Cairo (Egypt), March 23: Egypt's cabinet on Tuesday approved a draft budget for the fiscal year 2022-2023, which begins on July 1, with an expected 6.1 percent deficit.
Prime Minister Mostafa Madbouly told the cabinet meeting that the new budget was restructured in light of the global and domestic economic developments, said a statement issued by the cabinet.
The 2022/2023 draft budget targets a primary surplus of 1.5 percent with the economic growth of 5.5 percent, down from 5.7 percent forecast in January prior to the Russia-Ukraine conflict, Minister of Planning and Economic Development Hala al-Saeed said.
"The ongoing conflict has caused a significant shock in the global markets, which has reflected negatively on trade, investment, and inflation rates," al-Saeed said.
The priority would be given to improving the quality of life for citizens and ensuring the quality of services: education, health, drinking water and sanitation, transportation, and in particular smart transportation projects and information technology, which are part of "Digital Egypt" project.
The new fiscal year will see the establishment of more than 600 hospitals and medical centers, as well as more than 200 schools and universities.
Meanwhile, Minister of Finance Mohamed Maait said the new budget seeks to push forward the social protection efforts for improving the citizens living conditions and maintaining the sustainability of the financial order.
The new budget aims also to bring the gross debt-to-GDP ratio down to 80.5 percent.
Maait said that the government would seek to apply the policies that would motivate the economic and productive activities, especially in the sectors of industry and exportations, and promote the private sector-led growth.
Promoting the social protection efforts, concentrating on education and health, and prioritizing the marginalized and the low-income people are the main pillars of the new budget, Maait added.

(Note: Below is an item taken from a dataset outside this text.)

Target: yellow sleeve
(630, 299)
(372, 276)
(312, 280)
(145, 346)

The new draft budget should be approved by the parliament under the country's constitution.
On Monday, Maait approved a package of financial and social protection measures, worth 130 billion Egyptian pounds (nearly 7 billion U.S. dollars), to address the ongoing global economic challenges and their repercussions.
The move came shortly after the Central Bank of Egypt's decision to raise the key interest rate by 1 percent.
The U.S. dollar's trading price against the Egyptian pound jumped to 18.5 Egyptian pounds, up from 15.7 pounds on Sunday, after being steady for two years.